In the last few years we have heard a lot about off-plan property investment, arguably more than any other investment vehicle, some good, some bad and some indifferent.
So what is Off Plan Property Investment?
Off-plan property investment is buying property off the plans or blueprints; property that is bought from developers before construction is completed.
Because you are buying something that doesn’t yet exist off the strength of developer’s plans, computer generated images and a lot of faith, off plan investment can be seen as a somewhat high risk investment strategy.
Done properly, the additional risk can make for additional profits. Buying off the plan is risky, but the developers aren’t oblivious to this fact no more than we are. Off plan prices are can be heavily discounted.
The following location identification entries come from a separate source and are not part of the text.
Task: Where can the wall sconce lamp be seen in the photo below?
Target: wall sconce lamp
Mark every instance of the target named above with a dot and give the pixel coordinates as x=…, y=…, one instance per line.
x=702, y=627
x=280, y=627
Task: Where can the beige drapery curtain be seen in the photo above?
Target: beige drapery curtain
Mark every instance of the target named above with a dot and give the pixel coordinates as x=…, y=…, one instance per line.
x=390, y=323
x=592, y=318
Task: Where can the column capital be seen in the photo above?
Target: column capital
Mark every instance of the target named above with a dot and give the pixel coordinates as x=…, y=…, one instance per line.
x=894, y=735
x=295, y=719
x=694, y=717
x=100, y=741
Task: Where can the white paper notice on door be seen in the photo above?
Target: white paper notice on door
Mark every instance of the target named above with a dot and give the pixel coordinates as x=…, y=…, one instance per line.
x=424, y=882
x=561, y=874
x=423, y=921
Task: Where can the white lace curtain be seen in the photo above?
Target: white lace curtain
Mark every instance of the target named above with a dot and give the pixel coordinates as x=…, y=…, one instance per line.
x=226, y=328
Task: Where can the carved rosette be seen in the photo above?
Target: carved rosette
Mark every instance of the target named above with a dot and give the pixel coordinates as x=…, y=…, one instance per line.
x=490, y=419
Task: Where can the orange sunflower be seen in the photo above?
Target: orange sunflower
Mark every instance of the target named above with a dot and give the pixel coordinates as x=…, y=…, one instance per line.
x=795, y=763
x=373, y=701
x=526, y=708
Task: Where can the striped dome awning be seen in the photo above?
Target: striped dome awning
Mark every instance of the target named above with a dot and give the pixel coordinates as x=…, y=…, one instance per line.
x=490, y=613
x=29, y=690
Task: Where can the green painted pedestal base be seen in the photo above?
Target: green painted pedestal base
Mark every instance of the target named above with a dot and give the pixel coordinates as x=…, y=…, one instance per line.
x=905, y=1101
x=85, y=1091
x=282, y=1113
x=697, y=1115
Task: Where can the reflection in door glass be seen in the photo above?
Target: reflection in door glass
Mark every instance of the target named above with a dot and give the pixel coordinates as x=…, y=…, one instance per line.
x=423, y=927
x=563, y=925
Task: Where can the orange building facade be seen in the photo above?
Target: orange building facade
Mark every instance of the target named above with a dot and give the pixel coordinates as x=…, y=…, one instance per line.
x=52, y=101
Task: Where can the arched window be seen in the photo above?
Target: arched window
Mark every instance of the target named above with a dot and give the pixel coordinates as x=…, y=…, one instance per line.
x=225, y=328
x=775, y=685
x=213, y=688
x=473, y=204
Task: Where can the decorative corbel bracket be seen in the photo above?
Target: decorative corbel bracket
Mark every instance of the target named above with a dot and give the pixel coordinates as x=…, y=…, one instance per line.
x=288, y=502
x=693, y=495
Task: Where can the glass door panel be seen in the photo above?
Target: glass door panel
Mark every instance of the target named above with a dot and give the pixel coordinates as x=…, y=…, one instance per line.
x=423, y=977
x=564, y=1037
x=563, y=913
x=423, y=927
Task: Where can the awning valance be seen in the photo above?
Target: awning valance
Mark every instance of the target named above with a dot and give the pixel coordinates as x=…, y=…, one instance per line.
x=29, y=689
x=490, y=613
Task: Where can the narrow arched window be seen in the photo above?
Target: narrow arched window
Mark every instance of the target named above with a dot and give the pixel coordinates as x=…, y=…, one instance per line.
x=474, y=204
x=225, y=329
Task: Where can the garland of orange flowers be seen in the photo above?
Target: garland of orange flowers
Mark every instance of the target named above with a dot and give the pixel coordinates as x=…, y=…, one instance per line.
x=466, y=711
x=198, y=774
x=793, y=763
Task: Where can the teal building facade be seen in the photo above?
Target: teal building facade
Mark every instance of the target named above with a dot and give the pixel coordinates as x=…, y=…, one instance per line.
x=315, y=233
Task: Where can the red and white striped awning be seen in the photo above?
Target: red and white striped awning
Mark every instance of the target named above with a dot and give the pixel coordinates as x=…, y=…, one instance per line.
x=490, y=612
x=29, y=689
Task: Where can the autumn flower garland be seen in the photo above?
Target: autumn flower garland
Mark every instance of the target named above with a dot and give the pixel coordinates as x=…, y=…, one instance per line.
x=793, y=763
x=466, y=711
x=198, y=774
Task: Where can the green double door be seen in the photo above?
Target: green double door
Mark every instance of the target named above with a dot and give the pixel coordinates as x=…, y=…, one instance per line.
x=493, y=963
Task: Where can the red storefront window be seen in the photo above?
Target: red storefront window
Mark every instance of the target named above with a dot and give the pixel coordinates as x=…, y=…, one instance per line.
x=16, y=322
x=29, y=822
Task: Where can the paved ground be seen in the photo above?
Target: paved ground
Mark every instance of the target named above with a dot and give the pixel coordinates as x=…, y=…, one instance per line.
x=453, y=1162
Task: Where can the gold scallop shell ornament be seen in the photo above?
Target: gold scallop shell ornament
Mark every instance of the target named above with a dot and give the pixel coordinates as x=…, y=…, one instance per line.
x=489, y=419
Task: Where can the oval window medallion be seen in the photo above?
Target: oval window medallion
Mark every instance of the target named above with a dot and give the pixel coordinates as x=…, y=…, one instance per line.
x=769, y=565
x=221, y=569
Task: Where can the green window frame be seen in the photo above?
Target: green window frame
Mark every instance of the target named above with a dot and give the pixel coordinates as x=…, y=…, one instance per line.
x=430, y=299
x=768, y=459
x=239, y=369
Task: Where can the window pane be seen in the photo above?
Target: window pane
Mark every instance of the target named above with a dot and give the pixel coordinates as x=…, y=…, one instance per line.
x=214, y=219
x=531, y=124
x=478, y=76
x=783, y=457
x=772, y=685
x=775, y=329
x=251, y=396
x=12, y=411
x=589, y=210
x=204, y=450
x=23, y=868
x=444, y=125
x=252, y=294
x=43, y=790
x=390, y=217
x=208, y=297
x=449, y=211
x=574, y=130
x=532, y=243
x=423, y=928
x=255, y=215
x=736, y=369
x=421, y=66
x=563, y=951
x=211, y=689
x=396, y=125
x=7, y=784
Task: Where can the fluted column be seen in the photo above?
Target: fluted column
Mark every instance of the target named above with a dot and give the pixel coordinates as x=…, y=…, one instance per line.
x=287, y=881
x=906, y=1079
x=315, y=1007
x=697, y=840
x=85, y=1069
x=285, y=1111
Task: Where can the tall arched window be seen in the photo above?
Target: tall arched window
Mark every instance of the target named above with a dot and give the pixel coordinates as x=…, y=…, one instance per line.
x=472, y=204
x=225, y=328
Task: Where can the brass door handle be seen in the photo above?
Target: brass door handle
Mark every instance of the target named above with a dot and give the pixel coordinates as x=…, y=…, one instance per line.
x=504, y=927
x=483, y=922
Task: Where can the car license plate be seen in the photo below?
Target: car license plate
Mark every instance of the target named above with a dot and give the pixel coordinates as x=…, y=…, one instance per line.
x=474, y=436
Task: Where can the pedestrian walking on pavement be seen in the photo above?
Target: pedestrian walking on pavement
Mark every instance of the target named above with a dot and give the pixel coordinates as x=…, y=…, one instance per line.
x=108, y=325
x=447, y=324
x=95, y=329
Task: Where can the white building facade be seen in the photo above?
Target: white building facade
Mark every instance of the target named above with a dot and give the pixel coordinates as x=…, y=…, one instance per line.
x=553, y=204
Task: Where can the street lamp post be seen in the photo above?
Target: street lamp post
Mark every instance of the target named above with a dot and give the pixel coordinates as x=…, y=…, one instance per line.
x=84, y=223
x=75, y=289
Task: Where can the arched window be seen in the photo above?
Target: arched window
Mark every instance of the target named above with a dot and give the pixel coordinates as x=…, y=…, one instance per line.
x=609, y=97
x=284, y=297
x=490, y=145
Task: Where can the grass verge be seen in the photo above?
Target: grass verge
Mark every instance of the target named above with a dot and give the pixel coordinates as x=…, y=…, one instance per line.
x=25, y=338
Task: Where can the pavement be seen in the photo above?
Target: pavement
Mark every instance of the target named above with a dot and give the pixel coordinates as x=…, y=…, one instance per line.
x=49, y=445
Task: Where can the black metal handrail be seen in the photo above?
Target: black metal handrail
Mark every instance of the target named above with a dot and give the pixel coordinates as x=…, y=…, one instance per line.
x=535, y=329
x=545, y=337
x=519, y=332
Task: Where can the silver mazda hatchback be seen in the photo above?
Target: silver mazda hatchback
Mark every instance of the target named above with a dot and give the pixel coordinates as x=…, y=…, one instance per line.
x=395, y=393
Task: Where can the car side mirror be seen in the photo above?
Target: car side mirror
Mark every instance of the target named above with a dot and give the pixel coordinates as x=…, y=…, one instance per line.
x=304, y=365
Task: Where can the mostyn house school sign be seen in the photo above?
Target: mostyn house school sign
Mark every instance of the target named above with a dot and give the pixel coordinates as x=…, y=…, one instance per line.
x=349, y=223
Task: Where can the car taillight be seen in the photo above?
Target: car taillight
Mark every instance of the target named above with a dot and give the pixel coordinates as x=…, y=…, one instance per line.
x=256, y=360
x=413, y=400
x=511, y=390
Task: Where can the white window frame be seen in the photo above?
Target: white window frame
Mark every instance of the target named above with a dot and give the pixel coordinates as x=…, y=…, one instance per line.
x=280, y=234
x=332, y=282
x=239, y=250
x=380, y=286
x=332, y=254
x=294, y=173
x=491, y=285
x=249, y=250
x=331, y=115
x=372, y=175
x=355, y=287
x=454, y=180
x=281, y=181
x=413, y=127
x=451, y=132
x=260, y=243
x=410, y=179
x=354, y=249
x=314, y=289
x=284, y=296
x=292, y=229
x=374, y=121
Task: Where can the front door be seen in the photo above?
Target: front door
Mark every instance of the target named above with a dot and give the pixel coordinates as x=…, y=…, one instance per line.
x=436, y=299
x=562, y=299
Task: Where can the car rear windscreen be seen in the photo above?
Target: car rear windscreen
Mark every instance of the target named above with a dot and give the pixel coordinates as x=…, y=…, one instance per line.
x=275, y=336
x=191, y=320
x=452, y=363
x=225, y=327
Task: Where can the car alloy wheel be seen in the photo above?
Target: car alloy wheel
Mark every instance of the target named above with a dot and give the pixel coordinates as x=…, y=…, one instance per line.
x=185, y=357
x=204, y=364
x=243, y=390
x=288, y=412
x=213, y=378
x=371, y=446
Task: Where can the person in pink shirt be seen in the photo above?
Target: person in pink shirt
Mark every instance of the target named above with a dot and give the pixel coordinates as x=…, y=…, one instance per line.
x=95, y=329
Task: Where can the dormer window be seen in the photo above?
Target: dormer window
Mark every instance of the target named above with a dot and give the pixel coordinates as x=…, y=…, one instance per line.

Where this fails is that if construction is never completed then all the money is lost, and there is no instant equity, only a huge loss. However, you should never pay all the money up front for an off plan property, it should always be bought with staged payments.
However, There are ways to minimise the risk, because you should always be looking to tie payments into construction stages. For example, a developer will be looking at staged payments in time periods, but if you can make it a 10% reservation fee, another 10% when the foundations are completed, another 25% when walls and isolation are complete, another 30% when the floor is complete and the final 25% on completion then you are laughing.
What if the home never gets built at all?
None of the above helps if you lose the 10% or 25% deposit if something prevents the development from ever being completed, nor will it help if this happens and you can’t get your money back.
You can reduce risk in these areas by doing comprehensive research into the developer and the development.:
Check the Developer:
Is it their first development? If not do they have a chain of successes or failures under their belt? Talk to the developer, talk to owners on their previous developments? Check their financial history.
Check the Development:
Check the title of the land. Check for planning permission, and then ensure if the plans change that they don’t invalidate the planning permission or break building regulations in the area.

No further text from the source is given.